Phantom Dark Ghost in Einstein-Cartan Gravity

TL;DR

This paper introduces a dark energy model using phantom dark ghost spinors interacting with torsion in Einstein-Cartan gravity, which avoids future singularities and remains stable as the universe evolves.

Contribution

It proposes a novel dark energy model with phantom spinors in Einstein-Cartan gravity that avoids singularities and maintains stability without crossing the phantom divide.

Findings

The equation of state approaches -1 from above without crossing it.

The model remains stable despite negative kinetic energy of fermions.
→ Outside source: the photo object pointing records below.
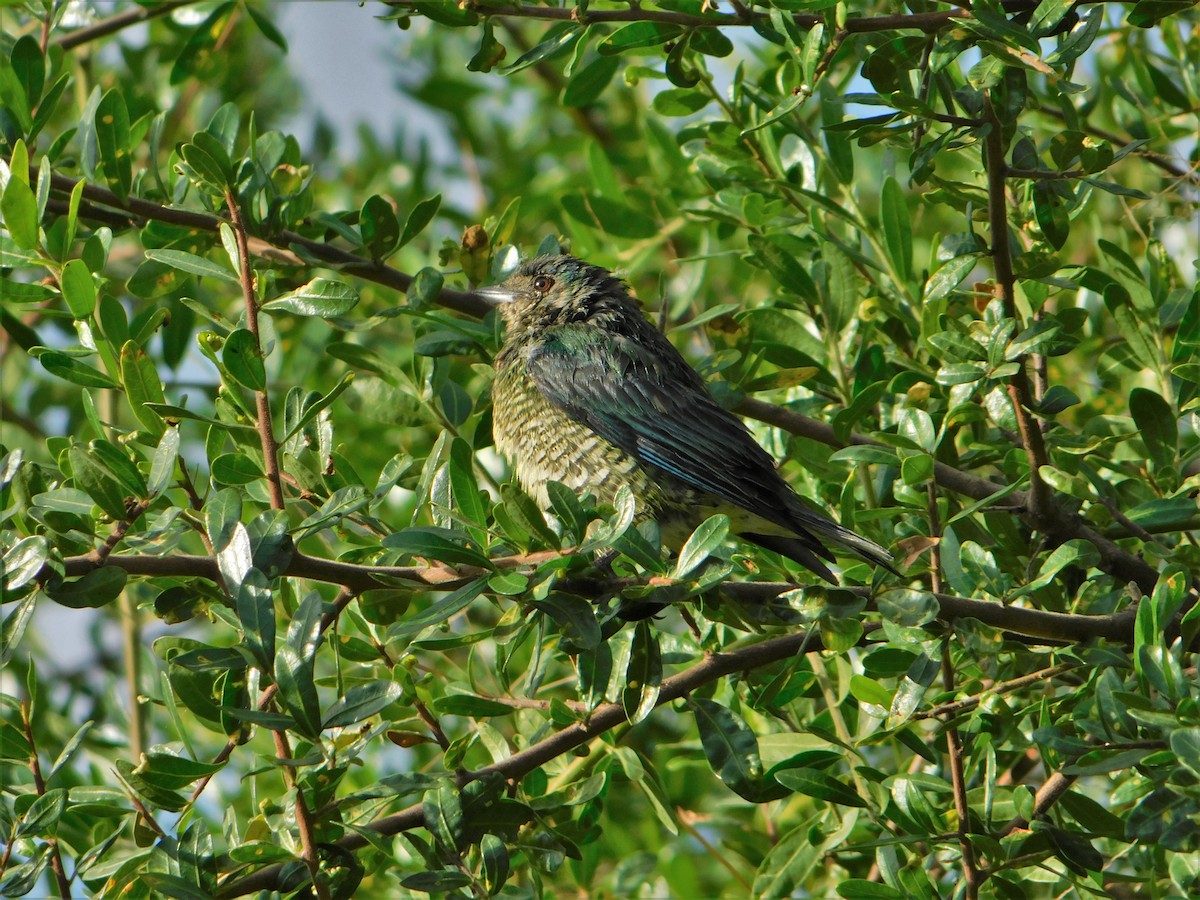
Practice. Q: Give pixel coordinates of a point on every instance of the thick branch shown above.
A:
(1033, 623)
(1114, 559)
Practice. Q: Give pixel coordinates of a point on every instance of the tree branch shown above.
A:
(262, 399)
(604, 719)
(113, 24)
(1057, 627)
(1114, 559)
Torsion fields vanish as dark ghost spinors dilute over time.

Abstract

A class of dynamical dark energy models is constructed through an extended version of fermion fields corresponding to phantom dark ghost spinors, which are spin one half with mass dimension one. We find that if these spinors interact with torsion fields in a homogeneous and isotropic universe, then it does not imply any future dark energy singularity or any abrupt event, though the fermion has a negative kinetic energy. In fact, the equation of state of this dark energy model will asymptotically approach the value $w=-1$ from above without crossing the phantom divide and inducing therefore a de Sitter state. Consequently, we expect the model to be stable because no real phantom fields will be created. At late time, the torsion fields will vanish as the corresponding phantom dark ghost spinors dilute. As would be expected, intuitively, this result is unaffected by the presence of cold dark matter although the proof is not as straightforward as in general relativity.